Gérer sa communication de crise : modèles et procédures

Comment séquencer la communication de crise ?

On distingue habituellement trois phases en communication de crise.

  • La première phase est la période précédant la crise. Elle n’est pas limitée dans le temps. C’est à ce stade qu’on effectue des audits de risques. Les risques sont évalués en fonction de leur sévérité, de « sans conséquence » à « nécessitant de coûteuses réparations ». On évalue aussi les effets potentiels sur la perception du public. Les leçons tirées des précédents problèmes rencontrés sont prises en compte. Tout est fait pour réduire ou prévenir tous les incidents potentiels futurs. Dans le même temps, des stratégies pour regagner la confiance du public sont élaborées au cas où les stratégies de prévention des risques ne fonctionneraient pas.
  • La deuxième phase est la réponse à la crise. La crise atteint son pic, souvent au cours d’une période intense, mais avec un peu de chance, de courte durée. Toutes les ressources et le personnel dirigeant et chargé de la communication peuvent être mobilisées et dédiées à cet unique aspect.
  • Enfin, la troisième phase est l’après-crise. C’est la période d’évaluation des démarches de communication face à la crise, des initiatives pour reconstruire l’image et l’identité de l’organisation, via les étapes de recherche, planification et mise en œuvre. Ici, on utilise le mot « image » pour évoquer la manière dont l’organisation apparait et « identité » en référence à la culture humaine et organisationnelle de l’organisation, notamment la manière dont elle est administrée et projetée – les deux ne coïncidant pas nécessairement. Il faudra peut-être apporter des changements significatifs à la manière dont l’organisation opère sur les plans technique et managérial pour reconstruire son identité.

Pré-crise : Définir le type de crise

Une compagnie aérienne peut être confrontée à des accusations de harcèlement sexuel, un cabinet comptable peut être détruit par un incendie, un fournisseur d’énergie peut se retrouver impliqué dans un scandale financier, ou une entreprise d’agroalimentaire pourra subir un incident industriel. En d’autres termes; il n’est pas toujours facile d’identifier le type de crise pouvant survenir en se basant uniquement sur le secteur concerné.

L’onde de choc provoquée par le badbuzz lié à la publication de révélations concernant la « tricherie » du constructeur automobile Volkswagen, qui a reconnu avoir manipulé les données d’émission de gaz polluants de ses véhicules diesel produits aux Etats-Unis pour contourner les règles antipollution est en revanche un cas de crise qui aurait du être anticipé par la marque.
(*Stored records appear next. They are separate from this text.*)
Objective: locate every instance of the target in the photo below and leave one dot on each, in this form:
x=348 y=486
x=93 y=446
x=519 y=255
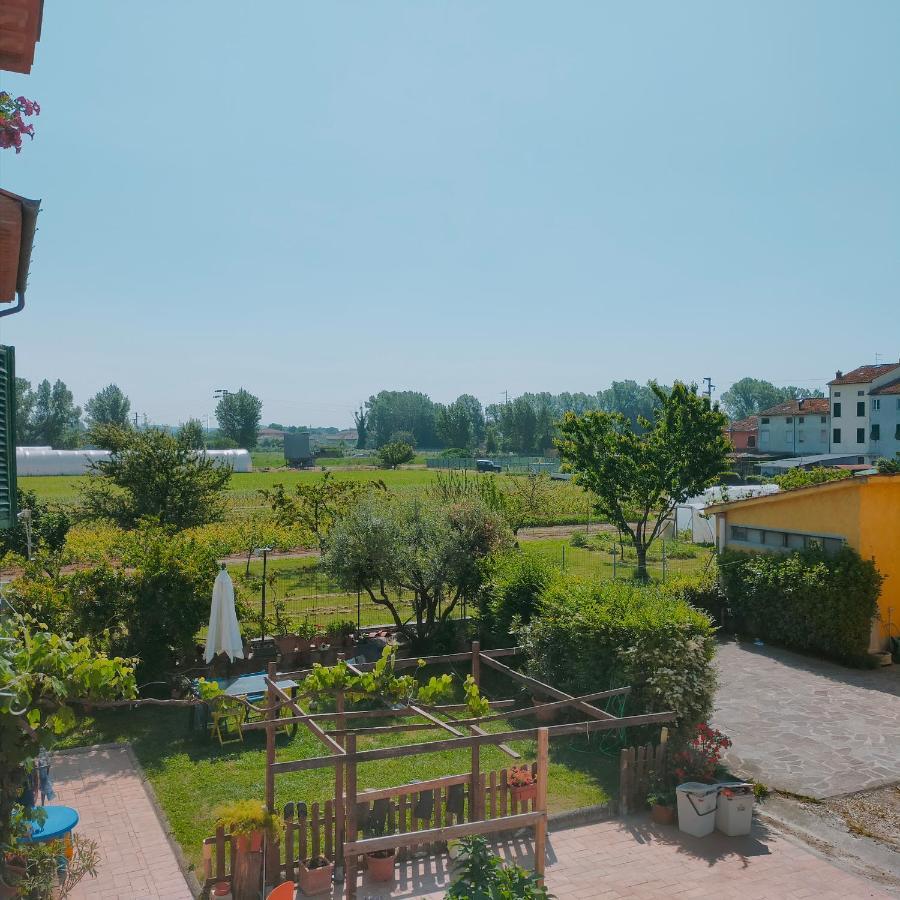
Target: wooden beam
x=542 y=688
x=446 y=833
x=525 y=734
Selon les autorités américaines, 482 000 véhicules de marque Volkswagen et Audi, construits entre 2009 et 2015 et vendus aux Etats-Unis, ont été équipés d’un logiciel capable de détecter automatiquement les tests de mesure antipollution pour en fausser les résultats. Hors contrôles, les voitures contrevenaient aux normes environnementales. Le scandale Volkswagen est né médiatiquement. Pour l’opinion, c’est déjà l' »Affaire Volkswagen », le « diselgate ».

Par conséquent, l’expert en communication de crise Florian Silnicki indique que les consultants internes et externes à l’entreprise doivent anticiper tous les types de crises pouvant toucher un client ou employeur.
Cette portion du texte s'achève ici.